8. « Il s’éleva donc une dispute entre les disciples de Jean et les Juifs, touchant la purification ». Jean baptisait, Jésus-Christ baptisait aussi : les disciples de Jean s’en émurent ; car si l’on venait au baptême de Jean, on accourait en foule à celui de Jésus-Christ. Ceux qui venaient demander le baptême à Jean, celui-ci les renvoyait à Jésus-Christ ceux, au contraire, que le Christ baptisait, il ne les envoyait pas à Jean. Les disciples du Précurseur en furent donc troublés, et comme il arrive d’habitude en pareil cas, une contestation s’éleva entre eux et les Juifs. Il est facile de l’imaginer, les Juifs prétendaient que Jésus-Christ était supérieur à Jean, et qu’en conséquence il fallait aller à lui. Les disciples de Jean n’étaient pas éclairés comme ils le furent plus tard ; aussi défendaient-ils le baptême de leur maître. On vint trouver Jean lui-même pour lui faire résoudre la difficulté. Que votre charité soit attentive. Voici qui montre combien l’humilité est utile ; nous allons voir si dans une circonstance où les hommes pouvaient se tromper, Jean a voulu profiter de leur penchant à l’erreur, pour se faire valoir. Il aurait pu dire : vous parlez juste ; c’est avec raison que vous discutez : mon baptême est le meilleur.

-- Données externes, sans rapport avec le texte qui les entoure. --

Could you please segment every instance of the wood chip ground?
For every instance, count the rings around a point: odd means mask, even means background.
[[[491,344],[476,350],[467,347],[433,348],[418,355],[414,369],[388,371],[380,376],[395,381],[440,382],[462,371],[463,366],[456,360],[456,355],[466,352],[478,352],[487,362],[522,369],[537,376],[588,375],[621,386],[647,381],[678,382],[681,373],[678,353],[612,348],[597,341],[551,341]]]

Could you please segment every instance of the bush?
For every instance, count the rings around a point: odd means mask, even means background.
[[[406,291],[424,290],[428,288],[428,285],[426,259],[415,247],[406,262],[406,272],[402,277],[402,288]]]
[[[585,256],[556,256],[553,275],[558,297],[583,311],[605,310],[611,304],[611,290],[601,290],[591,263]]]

Je vais vous donner une preuve de son excellence, c’est que j’ai baptisé le Christ. Dès lors qu’il avait baptisé le Christ, Jean pouvait parler ainsi. La belle occasion de s’élever, s’il avait voulu le faire ! Mais il savait mieux devant qui il devait s’humilier. Celui qu’il précéda par l’âge, il a voulu lui céder le pas et proclamer son excellence ; car il savait que le Christ était son Sauveur. Auparavant déjà, il avait dit : « Nous avons tous reçu de sa plénitude [2] ». C’était le reconnaître comme Dieu. Si, en effet, il n’est pas Dieu, comment tous les hommes peuvent-ils recevoir de sa plénitude ? Car s’il est homme, sans être en même temps Dieu, il reçoit de la plénitude de Dieu, et par conséquent il n’est pas Dieu. Si, au contraire, tous les hommes reçoivent de sa plénitude, il est la source, eux y boivent. Quand on boit à une source, c’est qu’on est susceptible d’avoir soif et de boire. Pour la source, elle n’a jamais soif, elle n’a pas besoin d’elle-même. Les hommes ont besoin de la source, Lorsque leurs entrailles sont enflammées et que leur gorge se trouve sèche, ils courent à la source afin de s’y rafraîchir ; la source coule pour rafraîchir les gens altérés. Ainsi en est-il du Seigneur Jésus.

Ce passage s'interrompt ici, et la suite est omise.